Jakarta, TopBusiness – Laju Indeks Harga Saham Gabungan (IHSG) pada perdagangan hari ini diperkirakan masih ada peluang untuk menguat, meski pada perdagangan kemarin mengalami koreksi tipis. Hal ini karena indicator yang ada memungkinkan untuk terjadi rebound kembali.
Menurut analis pasar modal dari Binnartha Sekuritas, M. Nafan Aji Gusta Utama, IHSG ditutup terkoreksi 0,47% di level 4.879,13 pada 23 Juni 2020 lalu. Dan untuk perdagangan hari ini, berdasarkan indikator, MACD telah membentuk pola dead cross di area positif.
“Sementara, untuk Stochastic dan RSI berada di area netral. Namun demikian, pergerakan indeks telah menguji garis MA 20, sehingga memungkinkan terjadinya rebound,” tutur Nafan di Jakarta, Rabu (24/6/2020).
Dengan kondisi tersebut, berdasarkan rasio fibonacci, support pertama maupun kedua bakal berada di rentang level 4.865,27 hingga 4.778,71. Sementara itu, resistance pertama maupun kedua memiliki kisaran di tangga 4.975,54 hingga 5.097,14.
Untuk itu, ada sejumlah rekomendasi saham yang dapat menjadi pertimbangan investor, antara lain sebagai berikut.
– ASRI, dengan daily (131). Pergerakan harga saham telah menguji garis MA 20, sehingga peluang terjadinya penguatan minimal menuju ke level resistance pertama masih terbuka lebar. “Akumulasi Beli” pada level 129 – 131, dengan target harga secara bertahap di level 136, 144, 164 dan 182. Support: 129 & 125.

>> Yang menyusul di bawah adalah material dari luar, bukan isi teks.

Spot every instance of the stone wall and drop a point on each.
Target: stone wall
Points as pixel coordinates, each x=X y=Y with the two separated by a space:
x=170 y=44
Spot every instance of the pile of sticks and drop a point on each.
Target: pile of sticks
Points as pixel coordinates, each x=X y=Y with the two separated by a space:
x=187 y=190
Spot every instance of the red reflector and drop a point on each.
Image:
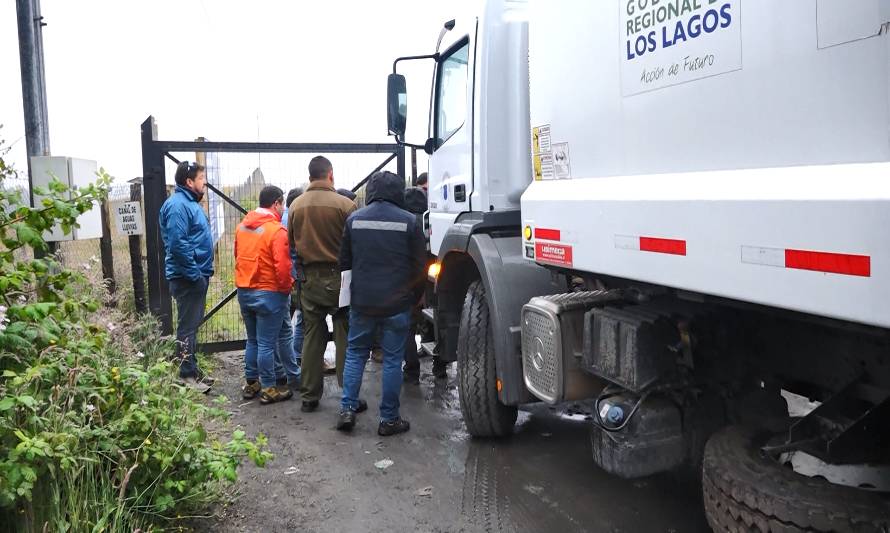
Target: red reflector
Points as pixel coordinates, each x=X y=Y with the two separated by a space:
x=852 y=265
x=547 y=234
x=663 y=246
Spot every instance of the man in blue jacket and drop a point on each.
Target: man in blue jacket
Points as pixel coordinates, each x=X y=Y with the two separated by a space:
x=384 y=247
x=188 y=264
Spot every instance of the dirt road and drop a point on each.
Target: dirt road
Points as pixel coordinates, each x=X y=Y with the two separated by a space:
x=440 y=480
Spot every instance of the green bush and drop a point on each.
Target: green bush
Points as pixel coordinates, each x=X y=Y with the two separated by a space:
x=95 y=433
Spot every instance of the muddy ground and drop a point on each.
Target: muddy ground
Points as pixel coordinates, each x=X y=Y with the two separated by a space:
x=441 y=480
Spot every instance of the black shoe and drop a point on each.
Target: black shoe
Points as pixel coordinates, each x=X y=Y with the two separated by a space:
x=440 y=369
x=388 y=429
x=205 y=379
x=346 y=420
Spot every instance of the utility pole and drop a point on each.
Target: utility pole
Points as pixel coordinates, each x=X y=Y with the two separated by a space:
x=30 y=23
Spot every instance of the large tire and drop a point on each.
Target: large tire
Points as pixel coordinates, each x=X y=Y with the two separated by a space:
x=745 y=491
x=484 y=415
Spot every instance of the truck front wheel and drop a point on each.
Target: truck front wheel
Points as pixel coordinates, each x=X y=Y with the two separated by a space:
x=484 y=415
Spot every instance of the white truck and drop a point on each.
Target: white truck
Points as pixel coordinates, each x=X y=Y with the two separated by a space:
x=676 y=213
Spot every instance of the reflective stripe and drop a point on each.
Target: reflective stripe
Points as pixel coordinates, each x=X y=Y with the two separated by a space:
x=379 y=224
x=258 y=231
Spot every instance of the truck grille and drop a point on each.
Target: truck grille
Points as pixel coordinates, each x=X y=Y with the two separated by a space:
x=541 y=353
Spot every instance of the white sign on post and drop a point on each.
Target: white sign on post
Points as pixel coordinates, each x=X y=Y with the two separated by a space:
x=128 y=218
x=669 y=42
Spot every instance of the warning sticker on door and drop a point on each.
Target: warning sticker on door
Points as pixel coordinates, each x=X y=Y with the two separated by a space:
x=556 y=254
x=541 y=139
x=561 y=161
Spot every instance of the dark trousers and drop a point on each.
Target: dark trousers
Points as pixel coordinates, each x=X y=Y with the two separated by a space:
x=319 y=297
x=191 y=298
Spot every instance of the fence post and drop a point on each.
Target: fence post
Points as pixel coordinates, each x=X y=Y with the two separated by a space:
x=136 y=256
x=400 y=161
x=106 y=251
x=159 y=301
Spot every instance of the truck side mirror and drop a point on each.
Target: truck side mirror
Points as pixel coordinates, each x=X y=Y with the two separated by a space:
x=430 y=146
x=396 y=105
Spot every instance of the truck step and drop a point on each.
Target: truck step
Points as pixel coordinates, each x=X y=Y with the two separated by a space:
x=429 y=348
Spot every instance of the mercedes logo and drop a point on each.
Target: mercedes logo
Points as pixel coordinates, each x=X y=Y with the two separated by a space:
x=538 y=355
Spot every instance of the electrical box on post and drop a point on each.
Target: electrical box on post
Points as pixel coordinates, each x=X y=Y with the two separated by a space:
x=74 y=173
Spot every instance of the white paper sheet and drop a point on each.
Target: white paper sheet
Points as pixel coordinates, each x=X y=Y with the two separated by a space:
x=345 y=286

– BBRI, dengan daily (3010). Pergerakan harga saham telah menguji garis MA 20 sehingga peluang terjadinya penguatan minimal menuju ke level resistance pertama masih terbuka lebar. “Akumulasi Beli” pada area level 2980 – 3010, dengan target harga secara bertahap di level 3050, 3230 dan 3520. Support: 2900.

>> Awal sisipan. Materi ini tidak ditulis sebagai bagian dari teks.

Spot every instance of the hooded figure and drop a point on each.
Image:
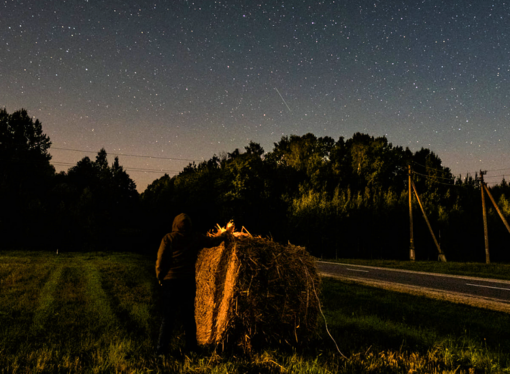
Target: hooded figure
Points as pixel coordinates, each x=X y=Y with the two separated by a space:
x=175 y=270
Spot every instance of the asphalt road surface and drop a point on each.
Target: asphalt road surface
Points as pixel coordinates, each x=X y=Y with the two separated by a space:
x=480 y=292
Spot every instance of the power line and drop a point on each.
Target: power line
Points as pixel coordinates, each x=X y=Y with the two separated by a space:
x=58 y=163
x=432 y=176
x=127 y=155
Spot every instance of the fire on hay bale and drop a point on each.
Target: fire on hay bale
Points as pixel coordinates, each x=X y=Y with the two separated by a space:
x=252 y=290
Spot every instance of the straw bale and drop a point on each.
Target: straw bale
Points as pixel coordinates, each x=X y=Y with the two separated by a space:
x=252 y=291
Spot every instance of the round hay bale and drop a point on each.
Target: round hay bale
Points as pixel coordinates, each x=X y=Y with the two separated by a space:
x=252 y=291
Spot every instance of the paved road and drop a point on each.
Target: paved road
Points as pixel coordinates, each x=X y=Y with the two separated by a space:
x=480 y=290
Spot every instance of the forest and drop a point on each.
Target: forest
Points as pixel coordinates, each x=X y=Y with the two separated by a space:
x=343 y=198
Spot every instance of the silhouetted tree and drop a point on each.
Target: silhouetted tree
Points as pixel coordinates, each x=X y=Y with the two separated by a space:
x=25 y=179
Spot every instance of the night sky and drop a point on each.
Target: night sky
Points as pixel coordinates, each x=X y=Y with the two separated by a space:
x=184 y=80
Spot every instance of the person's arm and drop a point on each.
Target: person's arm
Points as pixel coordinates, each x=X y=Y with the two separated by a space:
x=164 y=260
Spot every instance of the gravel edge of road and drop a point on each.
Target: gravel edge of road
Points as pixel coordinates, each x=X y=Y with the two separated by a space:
x=494 y=280
x=459 y=298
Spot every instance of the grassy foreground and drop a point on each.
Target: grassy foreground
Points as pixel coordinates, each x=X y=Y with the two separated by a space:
x=97 y=312
x=472 y=269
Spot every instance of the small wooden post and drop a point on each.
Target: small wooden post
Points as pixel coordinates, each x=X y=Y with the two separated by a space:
x=497 y=208
x=484 y=211
x=412 y=256
x=442 y=257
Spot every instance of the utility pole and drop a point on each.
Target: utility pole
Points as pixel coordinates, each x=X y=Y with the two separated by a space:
x=441 y=256
x=412 y=256
x=485 y=228
x=497 y=208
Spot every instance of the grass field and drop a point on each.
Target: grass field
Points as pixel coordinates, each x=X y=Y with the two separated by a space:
x=472 y=269
x=97 y=312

– BJBR, dengan daily (775). Pergerakan harga saham telah menguji garis MA 20, sehingga peluang terjadinya penguatan minimal menuju ke level resistance pertama masih terbuka lebar. “Akumulasi Beli” pada area level 765 – 775, dengan target harga secara bertahap di 795, 830, 910 dan 990. Support: 750 & 730.
– BMRI, dengan daily (4790). Pergerakan harga saham telah menguji garis MA 20 sehingga peluang terjadinya penguatan minimal menuju ke level resistance pertama masih terbuka lebar. “Akumulasi Beli” pada area level 4690 – 4790, dengan target harga secara bertahap di level 4860, 5175, 5600, 6575 dan 7550. Support: 4630 & 4490.

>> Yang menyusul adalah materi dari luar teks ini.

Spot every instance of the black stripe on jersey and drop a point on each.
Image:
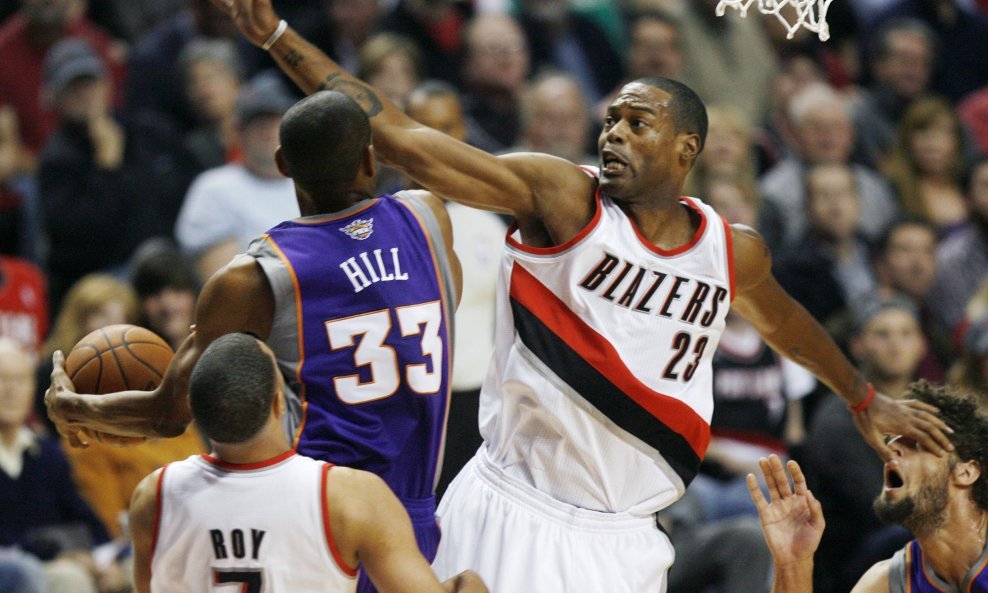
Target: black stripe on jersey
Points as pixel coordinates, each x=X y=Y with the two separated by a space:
x=602 y=394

– BSDE, dengan daily (770). Pergerakan harga saham telah menguji garis MA 20 sehingga peluang terjadinya penguatan minimal menuju ke level resistance pertama masih terbuka lebar. “Akumulasi Beli” pada area level 750 – 770, dengan target harga secara bertahap di level 790, 845, 915, 1080 dan 1245. Support: 750 & 710.
– INKP, dengan daily (5500). Pergerakan harga saham telah menguji garis MA 20 sehingga peluang terjadinya penguatan minimal menuju ke level resistance pertama masih terbuka lebar. “Akumulasi Beli” pada level 5325 – 5525, dengan target harga secara bertahap di level 5800, 6725 dan 6750. Support: 5325, 5075 & 4850.
– PTBA, dengan daily (2080). Pergerakan harga saham telah menguji garis MA 60 sehingga peluang terjadinya penguatan minimal menuju ke level resistance pertama masih terbuka lebar. “Akumulasi Beli” pada area level 2010 – 2080, dengan target harga secara bertahap di level 2150, 2250, 2490 dan 2730. Support: 2010 & 1955.